An extra bonus: If you don't wash them, fresh-laid eggs have a natural coating that keeps them good, even if they sit on the counter for days. In fact, some people advocate never putting them in the frig in the first place! Brits apparently do not refrigerate their eggs. The American Egg Board, on the other hand, disagrees with this stance, saying you shouldn't keep them out longer than a few hours. (Tell that to Mrs. Broody, who would cheerfully sit on them all day, if we'd let her.)
We sell enough eggs for the chickies to pay for their own keep. Other than that, a bowlful of hen fruit are around for experimenting. One good dish was this morning's breakfast:
FRIED EGGS w/BACON - AND CHEESE GUYS*
(*the family name for quesadillas)
You'll need 1/4 - 1/2 pound of bacon, an egg or two plus three corn tortillas for each person, and a handful of cubed cheese.
Start the bacon frying in a skillet up-top, and turn the oven on to 450 degrees. Once the bacon is browned, push it to the outer edges of the skillet, and carefully crack the eggs into the middle. Salt and pepper, then add a few tablespoons of water and cover.
By this time, the oven should be heating nicely. Sprinkle a few cubes of cheese on each tortilla, then slide the cookie sheet into the oven.
Make the coffee and set table. By the time you're done (7-10 min.), the eggs should be firm and set, and the cheese guys bubbling. To eat: put a scoop of egg and bacon on the tortilla, shovel on some salsa, and fold in half. Let the blend of hot and cool make your mouth a very happy place.

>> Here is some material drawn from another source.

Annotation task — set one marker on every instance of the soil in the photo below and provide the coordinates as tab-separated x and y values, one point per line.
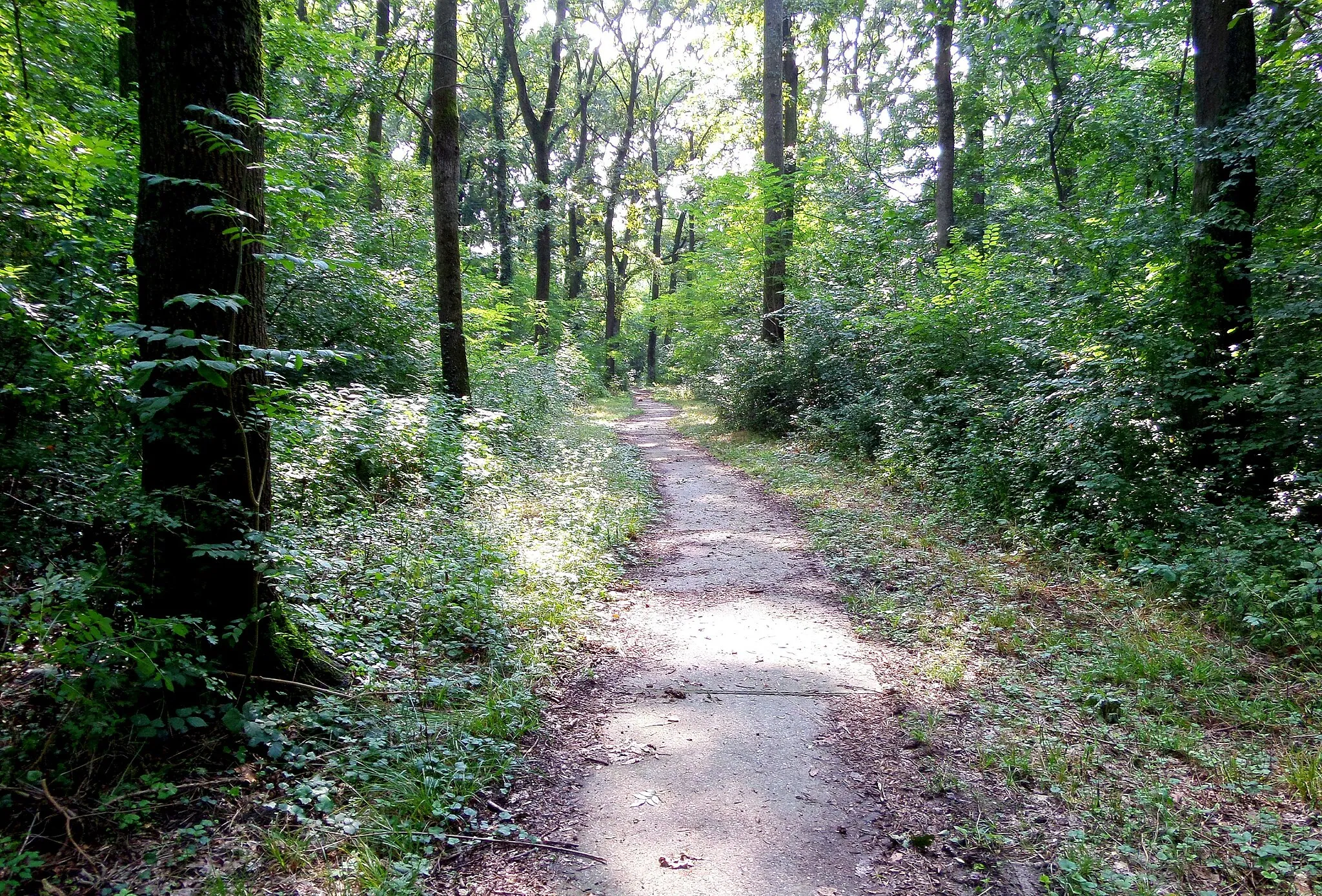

Variations: Add leftover chopped sausage or chicken to the tortillas, and a few tablespoons of chopped onion and/or mushrooms to the skillet. Chopped vegetables saute well in this mixture, too.

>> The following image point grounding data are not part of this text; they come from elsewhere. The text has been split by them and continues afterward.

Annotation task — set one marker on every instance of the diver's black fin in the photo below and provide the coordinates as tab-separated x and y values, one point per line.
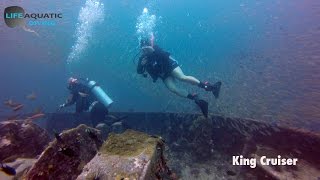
203	106
216	89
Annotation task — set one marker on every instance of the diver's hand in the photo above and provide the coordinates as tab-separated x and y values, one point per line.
143	61
62	106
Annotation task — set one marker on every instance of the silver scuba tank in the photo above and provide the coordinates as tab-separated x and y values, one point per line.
100	94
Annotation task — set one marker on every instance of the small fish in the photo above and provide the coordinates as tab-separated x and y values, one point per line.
10	103
18	107
36	116
57	136
112	117
67	151
13	117
31	96
8	170
83	94
119	123
37	110
92	134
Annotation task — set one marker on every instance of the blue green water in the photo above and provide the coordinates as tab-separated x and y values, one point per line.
266	53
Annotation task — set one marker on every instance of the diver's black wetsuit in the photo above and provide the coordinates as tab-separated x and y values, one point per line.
85	100
159	64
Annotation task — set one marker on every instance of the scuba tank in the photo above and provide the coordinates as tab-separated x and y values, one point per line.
100	94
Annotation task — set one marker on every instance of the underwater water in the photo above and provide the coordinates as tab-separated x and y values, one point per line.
266	53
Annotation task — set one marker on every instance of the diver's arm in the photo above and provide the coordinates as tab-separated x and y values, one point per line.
70	101
140	67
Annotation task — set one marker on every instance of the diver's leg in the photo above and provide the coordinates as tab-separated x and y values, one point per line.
170	84
178	74
215	88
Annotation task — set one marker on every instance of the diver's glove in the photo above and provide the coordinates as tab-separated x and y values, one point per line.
62	106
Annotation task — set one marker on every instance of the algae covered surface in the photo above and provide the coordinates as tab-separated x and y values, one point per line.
130	143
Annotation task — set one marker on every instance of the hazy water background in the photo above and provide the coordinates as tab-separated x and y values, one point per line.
266	53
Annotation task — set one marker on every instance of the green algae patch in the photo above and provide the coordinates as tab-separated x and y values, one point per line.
130	143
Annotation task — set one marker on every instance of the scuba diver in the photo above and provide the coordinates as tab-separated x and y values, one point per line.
159	64
88	96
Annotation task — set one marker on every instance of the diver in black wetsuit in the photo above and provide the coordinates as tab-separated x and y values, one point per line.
159	64
85	98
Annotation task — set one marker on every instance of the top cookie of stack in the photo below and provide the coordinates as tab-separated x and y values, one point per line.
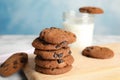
53	39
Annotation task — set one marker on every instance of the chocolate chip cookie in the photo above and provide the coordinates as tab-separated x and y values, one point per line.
53	54
42	45
91	10
98	52
54	71
58	63
57	36
13	64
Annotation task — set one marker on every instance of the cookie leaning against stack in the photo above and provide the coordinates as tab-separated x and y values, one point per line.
53	56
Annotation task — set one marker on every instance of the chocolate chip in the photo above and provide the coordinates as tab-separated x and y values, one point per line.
43	42
55	55
60	55
70	52
62	43
60	61
15	62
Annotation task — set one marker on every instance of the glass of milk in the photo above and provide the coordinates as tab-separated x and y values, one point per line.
81	24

Add a little Commander Cody for a peaceful Saturday morning.
DEVILED (Stuffed) EGGS
2 eggs per person
mayonnaise (or substitute ranch dressing), mustard, horseradish
salt, pepper...and a little basil or marjoram
Boil your eggs, peel and split lengthwise. Mash the yolks, adding about 1/4 cup mayo or dressing for every 6 eggs. Mix in a spoonful of mustard, and about 1/2 spoonful of horseradish, plus spices to taste. Fill each of the egg whites. Serve cold on a platter accompanied by other veggies...or a pile of crisp cole slaw. Goes well with hot dogs, cold cuts and crusty rolls.
There's kedgeree (flaked fish and rice, combined with chopped egg) -- a recipe for this British dish is coming up in Holiday Goodies shortly. Grandma Cumings would bake sliced boiled eggs in cream sauce for a Depression Era treat; I prefer ours poached in tomato sauce or salsa as Huevos Rancheros. (Serve a side of Cheese Guys for perfect munching.)
Or make a naked egg!
all sorts of egg-related goodies, including letting them marinate in vinegar. (The vinegar dissolves the shell, giving the outer surface a translucent look, then 'cooks' the egg inside.)

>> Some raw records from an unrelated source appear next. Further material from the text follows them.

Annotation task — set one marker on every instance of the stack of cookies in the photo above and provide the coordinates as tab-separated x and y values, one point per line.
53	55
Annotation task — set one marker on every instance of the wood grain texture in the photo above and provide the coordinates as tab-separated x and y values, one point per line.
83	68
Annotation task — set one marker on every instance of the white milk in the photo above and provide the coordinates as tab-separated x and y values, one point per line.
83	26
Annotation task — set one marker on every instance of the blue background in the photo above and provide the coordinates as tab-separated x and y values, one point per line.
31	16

The bonus to all this: eggs are all protein and budget-priced. They got a bad name from scientific studies in the past, for increasing cholesterol -- those same studies have now concluded that eggs are not so bad, after all. Score one for my practical farmer ancestors, who would have laughed themselves silly. Why would anyone not want to take advantage of this nutritious, frugal food?